George Kastrinis edited this page Oct 2, 2020 · 7 revisions

Templates are blocks of Datalog code that can be instantiated multiple times and connect with other template instantiations. They provide a way to split a Datalog program into module-like parts. Template code can only see parts of the environment that are passed as parameters to the template during instantiation. On the opposite direction, template code is visible to anyone on the outside.

Declaration

template Simple {
	Z(x) : int
	P(x) : string
	Q(x) <- Z(x), P(x)
}

A template may extend another template. Extending a template has the semantics of simply including its contents in the second template. Currently, templates cannot be nested.

template Base {
	P3(x) <- Q(x)
}

template Core : Base {
	P4(x) <- P3(x)
}

The above snippet is equivalent to the following

template Core {
	P3(x) <- Q(x)
	P4(x) <- P3(x)
}

Instantiation

Instantiations of components happen using the as keyword.

Simple as Step1, Step2

Instantiating a component has the semantics of cloning every Datalog clause it contains, differentiating them by qualifying them with the instantiation id. In the above snippet, instantiating component Simple as Step1 is semantically equivalent to the following

Step1.Z(x) : int
Step1.P(x) : string
Step1.Q(x) <- Step1.Z(x), Step1.P(x)

Step2.Z(x) : int
Step2.P(x) : string
Step2.Q(x) <- Step2.Z(x), Step2.P(x)

Parameters

Templates may access code from other instantiations through their parameters.

template Base <X> {
	P1(x) <- X.P(x)
	P1(x) : string
}

template Core <T, G> : Base <G>  {
	P2(x) <- G.Q(x, _)
	P3(x) <- G.Q(_, x)
	W(x) <- T.Z(x)
	M(x) <- P3(x), !W(x)
	M(x) <- W(x), x>1000
}

In the snippet above, T and G are parameters of template Core that abstractly refer to other instantiated templates. Relations and types from those parameters are accessed via qualifying them with the parameter name (e.g. G.Q).

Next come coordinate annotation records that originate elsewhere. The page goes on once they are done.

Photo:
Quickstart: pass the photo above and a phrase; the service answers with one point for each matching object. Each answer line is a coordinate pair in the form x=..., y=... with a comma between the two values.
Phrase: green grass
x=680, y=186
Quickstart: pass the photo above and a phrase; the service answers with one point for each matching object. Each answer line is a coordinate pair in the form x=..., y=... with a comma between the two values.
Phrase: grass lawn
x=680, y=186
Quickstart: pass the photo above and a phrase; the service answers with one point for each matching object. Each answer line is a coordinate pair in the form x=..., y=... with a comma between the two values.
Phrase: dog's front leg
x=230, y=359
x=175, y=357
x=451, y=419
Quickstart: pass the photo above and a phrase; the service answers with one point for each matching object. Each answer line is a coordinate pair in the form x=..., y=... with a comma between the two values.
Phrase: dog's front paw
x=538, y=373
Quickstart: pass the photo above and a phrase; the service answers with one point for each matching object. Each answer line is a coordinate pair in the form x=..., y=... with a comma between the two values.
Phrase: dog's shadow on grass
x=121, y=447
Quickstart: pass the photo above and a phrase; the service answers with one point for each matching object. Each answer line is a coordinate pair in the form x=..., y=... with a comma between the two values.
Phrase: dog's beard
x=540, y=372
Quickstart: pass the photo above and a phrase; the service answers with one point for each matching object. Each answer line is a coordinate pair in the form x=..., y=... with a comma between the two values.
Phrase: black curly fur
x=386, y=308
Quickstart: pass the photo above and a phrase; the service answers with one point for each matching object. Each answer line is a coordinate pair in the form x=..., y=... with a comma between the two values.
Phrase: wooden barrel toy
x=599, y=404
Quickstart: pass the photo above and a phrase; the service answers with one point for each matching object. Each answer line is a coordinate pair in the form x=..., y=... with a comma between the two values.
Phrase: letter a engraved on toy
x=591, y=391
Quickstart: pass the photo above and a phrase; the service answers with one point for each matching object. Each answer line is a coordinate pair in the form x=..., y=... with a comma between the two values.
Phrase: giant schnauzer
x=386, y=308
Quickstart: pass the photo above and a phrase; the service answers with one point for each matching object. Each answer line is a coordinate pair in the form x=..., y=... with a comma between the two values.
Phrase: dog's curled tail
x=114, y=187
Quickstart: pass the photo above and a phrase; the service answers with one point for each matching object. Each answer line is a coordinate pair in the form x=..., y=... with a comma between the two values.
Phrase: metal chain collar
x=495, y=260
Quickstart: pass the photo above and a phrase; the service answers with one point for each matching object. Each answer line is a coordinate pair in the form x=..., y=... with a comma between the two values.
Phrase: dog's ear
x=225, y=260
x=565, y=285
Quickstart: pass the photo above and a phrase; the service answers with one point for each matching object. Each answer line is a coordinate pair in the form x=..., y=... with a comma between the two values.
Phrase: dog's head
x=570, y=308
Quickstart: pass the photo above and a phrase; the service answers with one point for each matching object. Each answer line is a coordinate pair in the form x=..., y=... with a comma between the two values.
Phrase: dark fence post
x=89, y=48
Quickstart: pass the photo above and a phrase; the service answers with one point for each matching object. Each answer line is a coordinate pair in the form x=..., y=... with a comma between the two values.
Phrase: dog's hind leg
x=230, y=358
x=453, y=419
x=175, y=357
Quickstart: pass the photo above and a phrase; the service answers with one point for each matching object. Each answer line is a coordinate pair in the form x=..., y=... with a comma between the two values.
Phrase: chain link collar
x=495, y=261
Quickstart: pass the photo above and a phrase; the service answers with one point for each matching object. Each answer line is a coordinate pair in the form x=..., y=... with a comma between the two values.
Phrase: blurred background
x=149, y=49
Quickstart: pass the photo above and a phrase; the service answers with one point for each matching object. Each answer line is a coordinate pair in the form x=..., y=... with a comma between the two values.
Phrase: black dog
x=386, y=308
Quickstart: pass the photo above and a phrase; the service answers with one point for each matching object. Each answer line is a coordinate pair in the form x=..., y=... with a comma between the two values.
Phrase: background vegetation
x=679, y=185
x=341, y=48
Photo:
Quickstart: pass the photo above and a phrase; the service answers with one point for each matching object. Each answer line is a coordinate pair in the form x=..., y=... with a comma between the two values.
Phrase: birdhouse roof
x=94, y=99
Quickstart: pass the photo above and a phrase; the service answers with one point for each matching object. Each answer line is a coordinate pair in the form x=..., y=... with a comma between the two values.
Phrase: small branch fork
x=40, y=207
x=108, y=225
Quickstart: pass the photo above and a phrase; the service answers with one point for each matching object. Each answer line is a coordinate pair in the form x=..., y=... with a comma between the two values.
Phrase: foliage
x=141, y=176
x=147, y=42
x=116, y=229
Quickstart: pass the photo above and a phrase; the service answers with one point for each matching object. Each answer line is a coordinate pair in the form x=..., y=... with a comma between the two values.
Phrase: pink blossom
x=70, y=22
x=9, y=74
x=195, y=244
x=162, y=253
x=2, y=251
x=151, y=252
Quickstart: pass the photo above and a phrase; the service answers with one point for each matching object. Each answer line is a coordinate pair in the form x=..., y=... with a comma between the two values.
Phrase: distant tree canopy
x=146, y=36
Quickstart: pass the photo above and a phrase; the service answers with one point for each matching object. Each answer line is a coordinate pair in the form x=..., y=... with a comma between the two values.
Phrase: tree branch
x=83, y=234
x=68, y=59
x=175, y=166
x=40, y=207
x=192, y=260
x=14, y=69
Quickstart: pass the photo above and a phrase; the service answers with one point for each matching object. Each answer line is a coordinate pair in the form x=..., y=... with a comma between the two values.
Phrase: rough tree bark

Parameter passing happens during template instantiation. As a convention, the global scope can also be passed as a template parameter with the name _.

Base<_> as S1
Simple as S2
Core<S2, _> as S3

Misc

Types have similar behavior to relations. They can be referred via template parameters, and types declared in a template are visible to the outside world.

@type Shape

template Test<B> {
	Z(x) <- B.Q(x)
	@Type Animal
	@type Circle : A.Shape
	ZZ(x, y) : int, A.Shape
}
Test<_> as T1

Bar(x, y) : int, T1.Animal
@type Cat : T1.Animal

In general, template code is read-only for the outside world. Relations and types can be used in other places, but no outside declarations or rules are allowed to inject anything to a template. The following rule for relation W is valid.

template Simple {
	Z(x) : int
	P(x) : string
	Q(x) <- Z(x), P(x)
}
Simple as S1
W(x) <- S1.Q(x)

But the following are invalid usages.

@type S1.Animal // ERROR
S1.P(x) <- Z(x) // ERROR

An exception is the @output annotation that is allowed to appear in global scope while referring to a relation declared in a template.